Router Transformation Examples
You might use a Router transformation in one of the following ways:
- •Group inventory items by different price categories and route each group to different target tables based on conditions that test for low, medium, and high prices.
- •Group data by different country attributes and route each group to different target tables based on conditions that test for the continent.

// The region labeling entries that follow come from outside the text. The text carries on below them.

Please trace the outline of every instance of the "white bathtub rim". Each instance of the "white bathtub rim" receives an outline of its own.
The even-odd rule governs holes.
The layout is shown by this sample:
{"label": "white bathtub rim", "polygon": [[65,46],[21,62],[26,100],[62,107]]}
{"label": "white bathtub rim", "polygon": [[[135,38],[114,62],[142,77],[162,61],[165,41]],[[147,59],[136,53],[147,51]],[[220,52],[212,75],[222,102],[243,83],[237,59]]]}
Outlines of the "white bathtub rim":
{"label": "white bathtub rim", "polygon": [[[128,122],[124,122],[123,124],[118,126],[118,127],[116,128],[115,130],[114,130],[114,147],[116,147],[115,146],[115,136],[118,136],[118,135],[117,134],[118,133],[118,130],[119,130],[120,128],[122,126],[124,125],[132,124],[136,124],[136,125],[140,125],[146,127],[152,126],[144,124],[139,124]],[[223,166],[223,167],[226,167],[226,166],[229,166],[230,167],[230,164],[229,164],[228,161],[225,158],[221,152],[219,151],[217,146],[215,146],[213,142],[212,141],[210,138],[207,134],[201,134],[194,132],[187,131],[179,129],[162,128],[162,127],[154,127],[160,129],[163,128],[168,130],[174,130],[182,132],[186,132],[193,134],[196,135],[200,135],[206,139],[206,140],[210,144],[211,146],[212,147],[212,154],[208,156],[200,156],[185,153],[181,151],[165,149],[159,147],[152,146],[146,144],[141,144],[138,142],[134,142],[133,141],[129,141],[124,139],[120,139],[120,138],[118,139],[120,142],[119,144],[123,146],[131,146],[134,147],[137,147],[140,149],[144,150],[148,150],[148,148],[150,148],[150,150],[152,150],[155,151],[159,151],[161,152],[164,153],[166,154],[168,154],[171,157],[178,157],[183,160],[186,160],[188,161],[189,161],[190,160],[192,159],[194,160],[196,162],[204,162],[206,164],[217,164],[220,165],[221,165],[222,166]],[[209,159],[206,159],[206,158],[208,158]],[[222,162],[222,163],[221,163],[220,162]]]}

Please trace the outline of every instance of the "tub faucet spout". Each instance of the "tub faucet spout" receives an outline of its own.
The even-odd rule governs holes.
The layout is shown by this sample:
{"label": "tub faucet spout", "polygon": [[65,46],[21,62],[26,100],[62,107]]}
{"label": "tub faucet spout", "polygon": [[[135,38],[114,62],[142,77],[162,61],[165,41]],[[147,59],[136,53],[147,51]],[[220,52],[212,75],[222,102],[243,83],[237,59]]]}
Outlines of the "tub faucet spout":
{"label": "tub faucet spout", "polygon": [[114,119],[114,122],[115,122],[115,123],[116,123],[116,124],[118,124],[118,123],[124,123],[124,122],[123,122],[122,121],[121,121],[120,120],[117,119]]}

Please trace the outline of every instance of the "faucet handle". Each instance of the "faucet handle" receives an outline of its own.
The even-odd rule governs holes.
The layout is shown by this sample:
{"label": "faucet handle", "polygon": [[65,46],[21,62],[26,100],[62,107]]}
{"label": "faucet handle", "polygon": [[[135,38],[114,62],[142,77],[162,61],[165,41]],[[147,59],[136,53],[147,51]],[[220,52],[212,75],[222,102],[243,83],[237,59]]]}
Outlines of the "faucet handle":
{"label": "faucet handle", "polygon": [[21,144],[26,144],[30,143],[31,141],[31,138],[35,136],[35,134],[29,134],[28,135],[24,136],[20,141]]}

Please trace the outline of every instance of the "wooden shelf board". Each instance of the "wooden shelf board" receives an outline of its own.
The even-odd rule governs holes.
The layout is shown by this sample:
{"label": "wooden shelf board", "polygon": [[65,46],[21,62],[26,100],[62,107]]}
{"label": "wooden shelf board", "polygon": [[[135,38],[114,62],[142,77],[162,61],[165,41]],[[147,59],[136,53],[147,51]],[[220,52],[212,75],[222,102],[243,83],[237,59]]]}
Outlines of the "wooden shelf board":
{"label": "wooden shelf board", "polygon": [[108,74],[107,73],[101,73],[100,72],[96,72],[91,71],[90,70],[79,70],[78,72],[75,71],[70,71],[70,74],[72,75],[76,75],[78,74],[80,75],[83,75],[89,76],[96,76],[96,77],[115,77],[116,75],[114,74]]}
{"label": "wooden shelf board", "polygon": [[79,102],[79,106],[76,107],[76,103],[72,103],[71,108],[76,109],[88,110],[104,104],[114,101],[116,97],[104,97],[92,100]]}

For example, your source includes data for customers in different regions. You want to configure a marketing campaign with variants for customers in the North America, Asia Pacific, and EMEA regions. All other customers see the default ad campaign. In this case, you can use a Router transformation to apply the conditions and filter the data to four different Target transformations.
The following figure shows a mapping with a Router transformation that filters data based on these conditions:
You create two output groups and specify two group filter conditions on the Output Groups tab as shown in this table:
Group Name | Group Filter Condition |
---|
NA | region = ‘NA’ |
EMEA | region = ‘EMEA’ |
APAC | region = ‘APAC’ |
In this case, the default group would include data for all customers who are not in the North America, EMEA, or APAC regions.
Also note that a Router transformation passes data through all output groups that meet the filter condition. In the following example, the conditions test for an employee salary threshold and the filter conditions for the two output groups overlap:
Group Name | Group Filter Condition |
---|
Group1 | employee_salary > 20000 |
Group2 | employee_salary > 30000 |
When the Router transformation processes an input row data with employee_salary=35000, it routes the data through output groups 1 and 2.
If you want to pass the data through a single output group, define the filter conditions so they do not overlap. For example, change Group1 to employee_salary <= 30000.